The initial fracture model is shown in Fig. 4a. The fracture model after a million MCMC steps is given in Fig. 4b. For this model, numbers of seismic events associated with fracture planes range from 1 to 394, as shown in the distribution given in Fig. 5b. The distribution of d = {dj:i}∀j is given in Fig. 5a. It is interesting to compare this distribution with the histogram of distances of relative hypocentre locations to layers determined separately for each cluster shown in Fig. 11 in Baisch et al. (2006) where 95% of the relative hypocentre locations are within ±25 m (estimated) from the layers. For the MCMC fracture model, this number is ±12 m, which indicates that the MCMC fracture model is a better fit. This is remarkable considering that no waveform correlation analysis is required and the difficulty of the model fitting was increased by taking into account all 23 232 seismic events while the model in Baisch et al. (2006) is based on only 9176 events. This also raises a concern about the assumption that seismic events with high cross-correlation coefficients belong to the same fracture (cluster) (Xu et al., 2011; Moriya et al. 2002).

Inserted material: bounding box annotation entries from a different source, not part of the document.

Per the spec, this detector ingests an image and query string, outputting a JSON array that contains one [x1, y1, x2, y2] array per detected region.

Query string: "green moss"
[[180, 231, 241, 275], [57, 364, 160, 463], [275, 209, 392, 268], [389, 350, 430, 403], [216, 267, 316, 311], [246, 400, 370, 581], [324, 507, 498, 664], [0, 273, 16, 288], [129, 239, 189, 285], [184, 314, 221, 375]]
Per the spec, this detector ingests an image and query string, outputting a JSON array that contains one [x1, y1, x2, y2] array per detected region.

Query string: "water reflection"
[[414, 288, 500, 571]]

a initial model; b after optimisation

a distribution of dj:i (m); b distribution of number of associations
Fitted fracture plane ID286 has 394 associated seismic events which is the highest number. Figure 6a shows this particular fracture plane and its associated events. The distribution of distances of these seismic events to the plane is given in Fig. 6b. This fitted fracture plane covers an area of approximately 1×0·8 km and is dipping at 8° at an azimuth of 58°. The projection of the fitted fracture plane and its associated seismic events is shown in Fig. 7 which clearly demonstrates that the MCMC fitting process works very well. Baisch et al. (2006) describe a 140 seismic events cluster with a lateral extension of a few hundred metres. The 95% confidence interval based on distance to the layer plane has been estimated to be 6, 6 and 12 m respectively in easting, northing and elevation directions. For fracture ID286 in the model, the 95% confidence interval of the fitting based on distance to the fracture plane is [−14, 13] based on 394 values. Baisch et al. (2006) did not give sufficient detail for the 140 element cluster they analysed and therefore direct comparison of distances to the fitted plane is not possible.

a fracture 286 and its associated points (m); b distribution of d286:i (m)

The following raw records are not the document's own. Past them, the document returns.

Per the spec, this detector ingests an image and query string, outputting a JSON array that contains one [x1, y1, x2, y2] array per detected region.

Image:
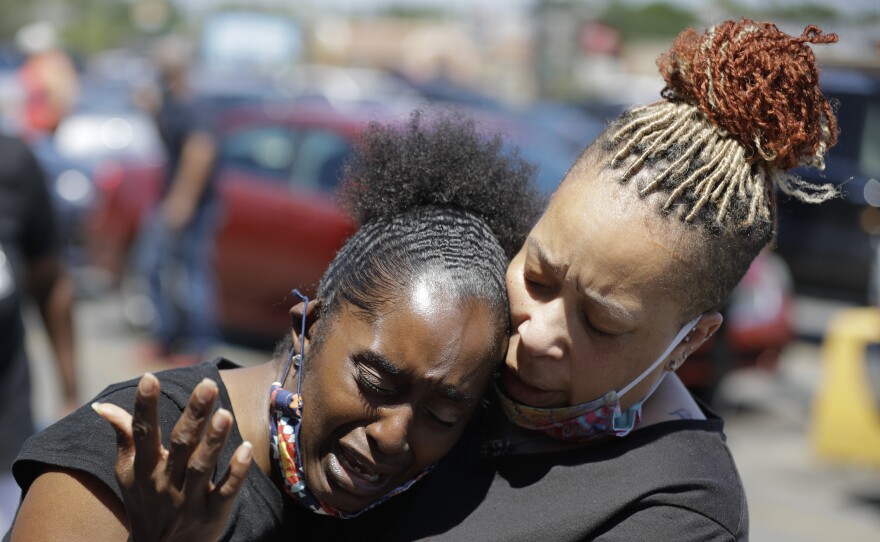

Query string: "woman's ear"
[[666, 311, 724, 371], [290, 299, 321, 352]]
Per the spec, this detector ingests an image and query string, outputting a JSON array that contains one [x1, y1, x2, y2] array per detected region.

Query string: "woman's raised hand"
[[92, 373, 252, 542]]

Point association with fracture 286 after optimisation, projected on plane perpendicular to the fracture plane and looking in down dip direction: vertical axis is exaggerated to give clearer view of point distribution
It is also interesting to examine the orientations of the fitted fracture planes. Figure 8 gives the pole projections of 613 fractures before and after the MCMC optimisation. Figure 8a is essentially the orientation distribution of the prior fracture model which shows a high degree of randomness. After optimisation (Fig. 8b), many fracture planes become subhorizontal. This result agrees well with the analysis done by Baisch et al. (2006) where fitted planes of 203 clusters (out of 613) were shown to have a dip angle less than 30°.

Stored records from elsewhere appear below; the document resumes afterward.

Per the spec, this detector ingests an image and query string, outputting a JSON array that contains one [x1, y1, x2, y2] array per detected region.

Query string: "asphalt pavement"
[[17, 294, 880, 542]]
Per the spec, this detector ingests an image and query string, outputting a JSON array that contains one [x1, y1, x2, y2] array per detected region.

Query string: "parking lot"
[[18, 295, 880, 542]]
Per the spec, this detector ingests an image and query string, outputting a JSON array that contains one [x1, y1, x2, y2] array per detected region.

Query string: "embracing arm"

a initial model; b after optimisation
Conclusions
MCMC has been demonstrated to produce remarkably good results for fitting an optimised fracture model according to the specified criterion, both at the global scale and at the scale of an individual fracture. The model also confirms the subhorizontal features of fractures observed in the Habanero wells.
The technique described in this paper is statistical and no waveform correlation analysis was used. It is possible to combine the two techniques to improve the fitting. It is also possible to use non-planar polygons to fit the fracture model using the technique described. The fitted model is by no means the absolute best for Habanero reservoir. More models should be tested.
Footnotes
Acknowledgements
The work described here was funded by Australian Research Council Discovery Project grant DP110104766.